9:04:45 AM   permalink   comment []

Why doesn't the media report on all the good news about rebuilding Iraq?

One reason: much of the news about rebuilding Iraq is not very good. 

According to the special inspector general for Iraq reconstruction, the rebuilding effort is almost out of money, with many projects unfinished and no means of funding operations for some that are done. We're spending a quarter of the budget on security, and losing more money to scams.

Here's how the Wall Street Journal puts it: "The ambitious U.S. reconstruction effort in Iraq is likely to fall far short of its goals...The report by the special inspector general for Iraq reconstruction, Stuart W. Bowen Jr., paints a grim picture of the violence, corruption and incompetence plaguing the rebuilding effort. Foreign contractor deaths increased more than 70% in recent months, mainly because of terrorism, while tens of millions of dollars in U.S. taxpayer money appears to have been lost as a result of poor oversight and outright criminality."

The NYT reports that the US government has a rosier outlook than the independent auditor, but notes that some projects claimed as successes may be less than successful. For example, "The five electrical substations examined by the inspector general's office...were built in southern Iraq at a cost of $28.8 million. 'The completed substations were found to be well planned, well designed and well constructed,' the report says. Unfortunately, the system for distributing power from the completed substations was largely nonexistent.

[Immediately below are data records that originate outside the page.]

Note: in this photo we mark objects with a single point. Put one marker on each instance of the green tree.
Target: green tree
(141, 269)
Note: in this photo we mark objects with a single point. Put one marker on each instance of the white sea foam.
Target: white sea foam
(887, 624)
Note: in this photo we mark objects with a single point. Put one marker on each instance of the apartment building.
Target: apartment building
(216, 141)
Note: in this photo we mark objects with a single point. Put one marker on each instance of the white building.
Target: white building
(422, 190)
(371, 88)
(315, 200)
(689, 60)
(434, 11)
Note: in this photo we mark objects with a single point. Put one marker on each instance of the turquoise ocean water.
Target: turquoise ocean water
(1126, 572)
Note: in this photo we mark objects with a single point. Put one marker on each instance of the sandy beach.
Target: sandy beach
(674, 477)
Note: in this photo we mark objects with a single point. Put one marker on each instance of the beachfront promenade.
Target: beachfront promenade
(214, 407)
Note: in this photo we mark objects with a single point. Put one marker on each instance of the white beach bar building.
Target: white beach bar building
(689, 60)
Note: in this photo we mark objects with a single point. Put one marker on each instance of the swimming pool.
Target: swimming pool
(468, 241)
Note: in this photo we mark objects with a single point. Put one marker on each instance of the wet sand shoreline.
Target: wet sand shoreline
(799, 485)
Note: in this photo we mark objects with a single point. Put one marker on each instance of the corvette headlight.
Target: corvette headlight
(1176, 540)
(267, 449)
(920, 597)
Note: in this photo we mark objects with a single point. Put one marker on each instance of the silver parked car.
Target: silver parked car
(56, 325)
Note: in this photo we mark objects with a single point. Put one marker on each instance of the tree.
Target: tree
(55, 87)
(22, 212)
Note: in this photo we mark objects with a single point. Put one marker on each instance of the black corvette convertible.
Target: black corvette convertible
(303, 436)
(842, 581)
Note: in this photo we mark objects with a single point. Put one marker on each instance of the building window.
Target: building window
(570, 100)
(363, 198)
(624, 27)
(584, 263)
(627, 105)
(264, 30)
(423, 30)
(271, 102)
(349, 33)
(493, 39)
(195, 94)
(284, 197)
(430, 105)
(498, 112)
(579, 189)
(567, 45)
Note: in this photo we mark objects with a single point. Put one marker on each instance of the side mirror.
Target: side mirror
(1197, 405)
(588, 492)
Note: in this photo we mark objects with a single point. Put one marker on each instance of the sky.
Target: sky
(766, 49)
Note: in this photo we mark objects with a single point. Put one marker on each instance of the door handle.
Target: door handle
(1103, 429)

"'No date for installing the distribution system was given,' the report says."

Damn liberal media, reporting on the independent auditor's findings instead of all the good news that isn't in the independent auditor's findings.


8:36:42 AM   permalink   comment []

Grim days for the newspaper business. Dan Rubin on the forced exodus of talent from the Philadelphia Inquirer: You could put out the best newspaper in America with the people we've helped walk out the door over the 17 years I've been here. I think we once did.